- Blodgett Location in Texas
- Coordinates: 33°04′06″N 95°06′32″W﻿ / ﻿33.06833°N 95.10889°W
- Country: United States
- State: Texas
- Texas: Titus
- Named after: John F. Blodgett
- Elevation: 410 ft (120 m)

Population (2000)
- • Total: 60
- USGS Feature ID: 1378020

= Blodgett, Texas =

Unincorporated community in Texas, US

Blodgett, formerly Liberty, is an unincorporated community in Titus County, Texas, United States.

== History ==
Blodgett is situated on a junction of Farm to Market Road 21 and 127. The town was established in the late 1800s, and was known as Liberty. A post office operated from September 22, 1903, to September 14, 1905, being rerouted to Winfield. The name was changed because of the existence of Liberty, Texas, and was renamed to Blodgett, after the first postmaster John F. Blodgett.
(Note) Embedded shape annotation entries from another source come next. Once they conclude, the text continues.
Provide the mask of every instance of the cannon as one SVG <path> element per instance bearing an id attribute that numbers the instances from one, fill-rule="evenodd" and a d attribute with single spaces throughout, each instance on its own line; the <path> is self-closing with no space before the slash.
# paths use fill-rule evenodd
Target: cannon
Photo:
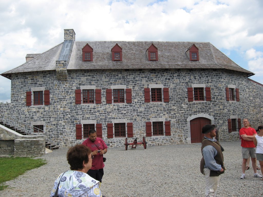
<path id="1" fill-rule="evenodd" d="M 137 141 L 137 138 L 136 138 L 133 141 L 133 142 L 132 143 L 128 143 L 128 139 L 127 138 L 125 139 L 125 143 L 124 145 L 125 145 L 125 150 L 127 151 L 127 149 L 128 148 L 128 146 L 129 145 L 132 145 L 132 148 L 136 148 L 136 147 L 137 145 L 140 144 L 143 144 L 143 148 L 145 149 L 146 149 L 146 140 L 145 139 L 145 137 L 144 136 L 143 137 L 143 141 L 141 142 L 138 142 Z M 134 146 L 135 145 L 135 146 Z"/>

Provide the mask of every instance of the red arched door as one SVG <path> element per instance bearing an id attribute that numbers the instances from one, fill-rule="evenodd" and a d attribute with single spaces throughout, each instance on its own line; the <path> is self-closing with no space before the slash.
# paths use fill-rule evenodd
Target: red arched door
<path id="1" fill-rule="evenodd" d="M 211 120 L 201 117 L 193 119 L 190 121 L 191 143 L 201 143 L 204 137 L 202 128 L 206 125 L 211 124 Z"/>

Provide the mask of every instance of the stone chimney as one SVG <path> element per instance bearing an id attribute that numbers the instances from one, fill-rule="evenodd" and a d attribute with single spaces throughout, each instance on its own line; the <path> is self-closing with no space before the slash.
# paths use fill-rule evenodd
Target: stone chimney
<path id="1" fill-rule="evenodd" d="M 75 41 L 75 32 L 73 29 L 64 30 L 64 41 Z"/>

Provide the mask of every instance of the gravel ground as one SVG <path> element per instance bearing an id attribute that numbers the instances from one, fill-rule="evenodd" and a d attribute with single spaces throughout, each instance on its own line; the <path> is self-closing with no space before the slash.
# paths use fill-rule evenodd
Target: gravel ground
<path id="1" fill-rule="evenodd" d="M 217 196 L 262 196 L 263 181 L 253 177 L 252 167 L 246 171 L 246 178 L 240 178 L 240 142 L 221 144 L 227 169 L 220 176 Z M 105 155 L 102 193 L 106 197 L 203 196 L 204 177 L 199 169 L 200 145 L 148 147 L 145 149 L 141 145 L 133 149 L 129 146 L 127 151 L 124 147 L 109 148 Z M 6 182 L 9 187 L 0 191 L 0 196 L 49 196 L 55 179 L 69 169 L 67 151 L 60 148 L 36 157 L 45 159 L 47 164 Z"/>

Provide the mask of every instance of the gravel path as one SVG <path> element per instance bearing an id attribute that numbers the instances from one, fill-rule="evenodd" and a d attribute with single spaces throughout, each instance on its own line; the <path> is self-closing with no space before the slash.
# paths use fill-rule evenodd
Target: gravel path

A church and school were constructed in the early 1900s. The church was destroyed by a tornado on April 9, 1919, and was rebuilt. The school was consolidated with the Mount Pleasant Independent School District by the 1960s. The town gained activity in the 1980s after Lake Bob Sandlin State Park opened nearby. As of 2000, the town has a population of 60.